Of course, I have other biases. I tend to take the side of the small or weak over the strong if I see the weak being bullied or otherwise mistreated. I feel an instinctive need to correct the arrogance I see in service providers and experienced advisors. I no longer sit for interviews with most writers in the consumer press, because I think those publications are hopelessly conflicted and captured by their advertisers. (Besides; they ask really dumb questions.)
I believe in capitalism and democracy, but I also believe they need to be governed by rules that ensure a fair playing field for everybody. (And I believe that the pendulum has swung far from that at the moment. It will swing back and forth many times, as it has throughout our history.) I cannot make myself take crypto seriously as an investment category.
And I also (you can say this is a paradox) believe that I should protect my readers from my own opinions, to try my best to let the information, data and observations speak for themselves. This, to me, is not objectivity. It is humility, something I don’t see much of in my line of work these days.
My advertising work, which I gave up when I was in my late 20s, opened my eyes to how many messages we receive each day that are slyly misleading or designed to bypass our cognitive minds altogether and leave a positive impression or call to action. I was pretty good at this, until one day a colleague read a really good advertisement I had written and commented: ‘Bob, you sly dog.’

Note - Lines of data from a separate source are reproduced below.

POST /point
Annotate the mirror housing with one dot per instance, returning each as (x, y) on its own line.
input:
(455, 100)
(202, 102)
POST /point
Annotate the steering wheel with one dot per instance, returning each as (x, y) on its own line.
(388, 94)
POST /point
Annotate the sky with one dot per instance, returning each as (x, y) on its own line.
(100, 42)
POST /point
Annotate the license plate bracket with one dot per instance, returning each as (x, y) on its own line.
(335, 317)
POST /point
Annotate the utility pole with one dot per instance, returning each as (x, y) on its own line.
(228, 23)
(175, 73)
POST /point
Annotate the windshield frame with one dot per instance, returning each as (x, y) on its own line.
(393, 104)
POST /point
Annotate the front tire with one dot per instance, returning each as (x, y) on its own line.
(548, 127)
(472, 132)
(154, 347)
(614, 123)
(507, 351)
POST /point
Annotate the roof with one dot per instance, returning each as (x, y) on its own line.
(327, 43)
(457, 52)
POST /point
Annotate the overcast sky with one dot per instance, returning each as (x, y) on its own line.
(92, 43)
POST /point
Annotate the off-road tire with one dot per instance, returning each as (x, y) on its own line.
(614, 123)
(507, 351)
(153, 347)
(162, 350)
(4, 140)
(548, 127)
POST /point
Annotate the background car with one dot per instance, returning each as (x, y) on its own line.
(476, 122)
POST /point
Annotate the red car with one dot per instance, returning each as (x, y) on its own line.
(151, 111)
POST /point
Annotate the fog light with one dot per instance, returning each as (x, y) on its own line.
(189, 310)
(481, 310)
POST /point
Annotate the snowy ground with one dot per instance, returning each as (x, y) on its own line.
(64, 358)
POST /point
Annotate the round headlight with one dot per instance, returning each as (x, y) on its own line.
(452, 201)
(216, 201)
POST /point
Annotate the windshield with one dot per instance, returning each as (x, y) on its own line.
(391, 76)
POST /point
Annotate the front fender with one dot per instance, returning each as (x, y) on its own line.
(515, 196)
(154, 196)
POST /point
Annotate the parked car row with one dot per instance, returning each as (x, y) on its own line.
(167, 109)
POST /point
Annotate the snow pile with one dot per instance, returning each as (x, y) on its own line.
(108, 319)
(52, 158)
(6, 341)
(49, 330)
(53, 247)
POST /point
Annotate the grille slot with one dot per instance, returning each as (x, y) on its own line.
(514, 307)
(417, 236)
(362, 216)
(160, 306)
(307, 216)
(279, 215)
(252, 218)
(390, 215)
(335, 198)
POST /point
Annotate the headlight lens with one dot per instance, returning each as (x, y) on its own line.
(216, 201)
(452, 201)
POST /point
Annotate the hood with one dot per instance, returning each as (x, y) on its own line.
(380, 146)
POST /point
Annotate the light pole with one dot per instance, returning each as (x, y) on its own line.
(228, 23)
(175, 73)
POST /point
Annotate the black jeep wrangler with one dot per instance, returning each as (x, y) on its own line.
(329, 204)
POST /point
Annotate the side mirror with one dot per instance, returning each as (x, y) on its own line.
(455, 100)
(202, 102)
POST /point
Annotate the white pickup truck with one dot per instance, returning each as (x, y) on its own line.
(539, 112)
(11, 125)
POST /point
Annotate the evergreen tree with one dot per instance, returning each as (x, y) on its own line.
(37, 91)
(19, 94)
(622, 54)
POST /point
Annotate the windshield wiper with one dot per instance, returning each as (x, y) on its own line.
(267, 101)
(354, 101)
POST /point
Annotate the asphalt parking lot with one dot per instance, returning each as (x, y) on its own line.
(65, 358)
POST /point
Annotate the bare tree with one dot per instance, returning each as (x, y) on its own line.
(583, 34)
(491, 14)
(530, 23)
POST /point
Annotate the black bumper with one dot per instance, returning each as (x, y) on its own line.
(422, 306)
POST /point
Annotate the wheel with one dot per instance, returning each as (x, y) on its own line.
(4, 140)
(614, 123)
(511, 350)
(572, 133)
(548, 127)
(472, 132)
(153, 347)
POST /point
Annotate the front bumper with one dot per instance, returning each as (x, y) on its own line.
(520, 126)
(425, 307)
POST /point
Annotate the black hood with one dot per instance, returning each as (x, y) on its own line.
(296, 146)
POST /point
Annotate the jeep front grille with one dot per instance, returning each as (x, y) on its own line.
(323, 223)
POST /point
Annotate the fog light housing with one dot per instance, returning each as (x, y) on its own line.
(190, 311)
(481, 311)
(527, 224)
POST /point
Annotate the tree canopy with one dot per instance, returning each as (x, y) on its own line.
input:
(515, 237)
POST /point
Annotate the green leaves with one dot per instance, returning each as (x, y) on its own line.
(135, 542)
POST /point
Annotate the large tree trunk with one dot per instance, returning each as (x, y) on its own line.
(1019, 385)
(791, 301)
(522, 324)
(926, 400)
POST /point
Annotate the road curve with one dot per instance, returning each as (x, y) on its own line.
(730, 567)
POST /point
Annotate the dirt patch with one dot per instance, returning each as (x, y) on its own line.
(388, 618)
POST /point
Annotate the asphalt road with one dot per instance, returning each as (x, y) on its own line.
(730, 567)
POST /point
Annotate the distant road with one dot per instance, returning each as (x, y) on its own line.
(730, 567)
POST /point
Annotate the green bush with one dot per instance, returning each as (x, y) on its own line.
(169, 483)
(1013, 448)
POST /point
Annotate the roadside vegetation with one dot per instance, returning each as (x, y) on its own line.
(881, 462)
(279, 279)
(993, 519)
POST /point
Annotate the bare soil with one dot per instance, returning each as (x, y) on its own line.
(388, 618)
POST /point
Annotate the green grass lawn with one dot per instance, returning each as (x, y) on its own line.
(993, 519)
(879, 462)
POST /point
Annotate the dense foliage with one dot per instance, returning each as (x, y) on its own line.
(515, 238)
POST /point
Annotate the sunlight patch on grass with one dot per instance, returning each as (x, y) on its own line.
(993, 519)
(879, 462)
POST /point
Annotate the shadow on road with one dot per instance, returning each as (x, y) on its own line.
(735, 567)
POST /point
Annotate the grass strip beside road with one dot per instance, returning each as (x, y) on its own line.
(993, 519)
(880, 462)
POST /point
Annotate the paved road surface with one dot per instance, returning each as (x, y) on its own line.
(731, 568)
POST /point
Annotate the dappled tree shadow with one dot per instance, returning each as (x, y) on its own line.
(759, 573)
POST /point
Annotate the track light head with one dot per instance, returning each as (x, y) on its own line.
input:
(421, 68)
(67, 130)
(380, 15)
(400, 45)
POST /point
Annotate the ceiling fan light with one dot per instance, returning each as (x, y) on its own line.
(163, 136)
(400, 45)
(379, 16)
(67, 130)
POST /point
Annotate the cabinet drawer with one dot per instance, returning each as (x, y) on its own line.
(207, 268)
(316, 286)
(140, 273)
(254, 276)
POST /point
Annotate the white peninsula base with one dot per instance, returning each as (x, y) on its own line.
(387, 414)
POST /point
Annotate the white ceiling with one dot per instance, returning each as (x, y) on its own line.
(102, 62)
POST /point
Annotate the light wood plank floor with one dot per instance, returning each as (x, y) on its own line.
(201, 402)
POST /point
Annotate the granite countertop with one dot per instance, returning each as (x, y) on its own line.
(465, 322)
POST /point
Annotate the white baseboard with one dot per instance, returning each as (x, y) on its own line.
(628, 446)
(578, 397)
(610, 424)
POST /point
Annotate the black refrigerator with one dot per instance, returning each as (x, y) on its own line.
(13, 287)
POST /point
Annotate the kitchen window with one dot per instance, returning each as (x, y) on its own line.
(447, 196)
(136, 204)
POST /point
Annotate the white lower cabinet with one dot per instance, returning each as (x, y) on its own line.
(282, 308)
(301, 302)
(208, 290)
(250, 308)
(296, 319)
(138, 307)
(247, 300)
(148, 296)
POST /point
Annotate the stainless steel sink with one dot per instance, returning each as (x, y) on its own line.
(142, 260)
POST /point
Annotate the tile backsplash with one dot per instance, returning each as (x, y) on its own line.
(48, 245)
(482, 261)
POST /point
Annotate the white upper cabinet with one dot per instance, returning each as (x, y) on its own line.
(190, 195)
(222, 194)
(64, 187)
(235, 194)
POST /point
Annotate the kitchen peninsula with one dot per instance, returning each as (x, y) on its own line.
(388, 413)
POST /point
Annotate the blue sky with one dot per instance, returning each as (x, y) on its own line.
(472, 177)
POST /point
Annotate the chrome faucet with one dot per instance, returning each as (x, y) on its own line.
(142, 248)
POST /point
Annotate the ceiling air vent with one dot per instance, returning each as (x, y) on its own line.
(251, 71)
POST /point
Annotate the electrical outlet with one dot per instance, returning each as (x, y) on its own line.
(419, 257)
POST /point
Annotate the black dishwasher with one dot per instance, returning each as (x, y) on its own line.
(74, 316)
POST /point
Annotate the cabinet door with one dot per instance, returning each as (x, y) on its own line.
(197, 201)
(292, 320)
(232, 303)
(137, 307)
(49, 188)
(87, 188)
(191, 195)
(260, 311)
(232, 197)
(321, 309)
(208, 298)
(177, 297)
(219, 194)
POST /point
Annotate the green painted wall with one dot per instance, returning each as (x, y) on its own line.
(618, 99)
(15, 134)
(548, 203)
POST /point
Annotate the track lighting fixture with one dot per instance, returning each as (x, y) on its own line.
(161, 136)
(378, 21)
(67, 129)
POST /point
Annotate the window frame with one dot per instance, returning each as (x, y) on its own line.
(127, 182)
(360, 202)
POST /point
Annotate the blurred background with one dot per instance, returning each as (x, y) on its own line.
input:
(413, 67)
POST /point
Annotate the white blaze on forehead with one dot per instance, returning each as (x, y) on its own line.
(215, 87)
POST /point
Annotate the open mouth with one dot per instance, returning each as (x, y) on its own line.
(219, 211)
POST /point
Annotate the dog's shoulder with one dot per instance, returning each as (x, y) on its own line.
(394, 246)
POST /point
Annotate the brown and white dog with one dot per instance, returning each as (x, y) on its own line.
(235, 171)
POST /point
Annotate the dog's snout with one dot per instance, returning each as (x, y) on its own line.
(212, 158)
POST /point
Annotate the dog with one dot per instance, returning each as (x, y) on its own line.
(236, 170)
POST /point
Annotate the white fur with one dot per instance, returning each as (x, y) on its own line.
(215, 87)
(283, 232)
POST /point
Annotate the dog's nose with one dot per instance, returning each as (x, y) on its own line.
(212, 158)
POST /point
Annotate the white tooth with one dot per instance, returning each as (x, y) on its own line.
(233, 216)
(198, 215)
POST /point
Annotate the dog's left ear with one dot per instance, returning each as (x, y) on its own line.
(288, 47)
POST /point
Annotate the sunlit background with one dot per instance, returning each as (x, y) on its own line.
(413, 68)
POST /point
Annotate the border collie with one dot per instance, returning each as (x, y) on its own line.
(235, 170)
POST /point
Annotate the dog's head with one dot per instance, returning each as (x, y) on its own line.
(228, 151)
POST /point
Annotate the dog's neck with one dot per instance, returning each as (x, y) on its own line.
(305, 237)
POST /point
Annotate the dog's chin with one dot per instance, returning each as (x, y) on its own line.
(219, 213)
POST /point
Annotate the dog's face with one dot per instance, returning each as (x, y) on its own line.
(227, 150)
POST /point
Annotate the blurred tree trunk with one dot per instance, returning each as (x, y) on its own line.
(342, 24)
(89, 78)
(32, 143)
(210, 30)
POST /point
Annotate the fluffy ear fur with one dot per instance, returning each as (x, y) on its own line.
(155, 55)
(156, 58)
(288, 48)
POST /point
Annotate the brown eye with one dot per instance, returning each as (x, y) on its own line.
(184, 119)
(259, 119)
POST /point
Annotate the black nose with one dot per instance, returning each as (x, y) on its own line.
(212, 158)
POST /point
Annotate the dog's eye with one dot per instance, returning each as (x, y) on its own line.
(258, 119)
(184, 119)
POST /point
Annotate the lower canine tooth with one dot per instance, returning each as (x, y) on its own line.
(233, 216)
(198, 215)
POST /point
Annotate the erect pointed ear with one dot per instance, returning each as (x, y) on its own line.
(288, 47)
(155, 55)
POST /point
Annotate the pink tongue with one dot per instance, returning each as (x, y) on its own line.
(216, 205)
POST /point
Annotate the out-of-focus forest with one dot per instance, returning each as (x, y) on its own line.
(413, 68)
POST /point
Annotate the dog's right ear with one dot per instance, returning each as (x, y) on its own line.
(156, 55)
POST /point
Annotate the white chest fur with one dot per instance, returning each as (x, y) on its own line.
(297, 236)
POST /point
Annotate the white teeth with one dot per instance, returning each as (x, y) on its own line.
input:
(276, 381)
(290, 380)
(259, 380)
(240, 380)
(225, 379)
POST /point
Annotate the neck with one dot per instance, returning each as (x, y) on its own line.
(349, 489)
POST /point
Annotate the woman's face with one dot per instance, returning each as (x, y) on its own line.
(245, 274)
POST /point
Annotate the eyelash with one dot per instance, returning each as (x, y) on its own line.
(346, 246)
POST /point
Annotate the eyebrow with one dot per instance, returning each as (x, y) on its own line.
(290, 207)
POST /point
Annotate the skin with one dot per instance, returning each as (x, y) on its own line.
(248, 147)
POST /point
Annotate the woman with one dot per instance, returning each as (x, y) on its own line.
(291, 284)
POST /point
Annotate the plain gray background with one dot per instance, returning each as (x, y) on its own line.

I didn’t want to be a sly dog.
The closest thing to advertising, in my journalistic experience, is the public relations teams at large organizations. I would call and ask for a comment, and the comment would inevitably be along the lines of: ‘No, everything is fine and dandy and all of our customers are blissfully happy, and any problems anybody reports are completely bogus.’ I would love to live in the sunny world of public relations professionals, where the glass is always half-full and never half-empty, and the world is always full of joy and sunshine. No group of people have made my job harder than PR folks, and the worst of it is that they are paid to lie to you, and they know it and do it anyway. Catch them in a lie and all you get is a shrug. That’s their job after all.
Smaller firms and individuals don’t have the resources to hire teams of PR professionals to fill the world with their sides of the story, and so this introduces a certain bias in the public discourse, a wind at the backs of the bigger firms, which I believe real journalists need to deliberately confront and sometimes counter. Ideally, that wind should be neutral.
Did I just write ‘real’ journalists? I think Angie is completely right and wrong at the same time. What I’ve articulated here are the general criteria for ‘real’ journalists, which I separate from entertainers and shills. Shills? Many writers claim to be objective, but if you look closely, you see that they make their living by embracing self-serving conflicts and income, pandering to certain audiences for clicks or attention. They pretend to be journalists in order to gain credibility with their readers.
They are, in my view, exactly like commissioned salespeople who pretend to be professionals and fiduciaries; what they offer is tainted by conflicts, usually undisclosed, often damaging.
And just like the advisors living in a world full of salespeople who pretend to be objective professionals, the real journalists are greatly outnumbered and somewhat hard to find. Responding to Angie, I can only hope that sooner or later the public will be able to distinguish between professional advisors and the sales agents who pretend to be sitting on the same side of the table as their customers, and between the writers/reporters who are committed to uncovering the truth about our world, from the entertainers and shills who are currently creating so much of what we read and see and hear.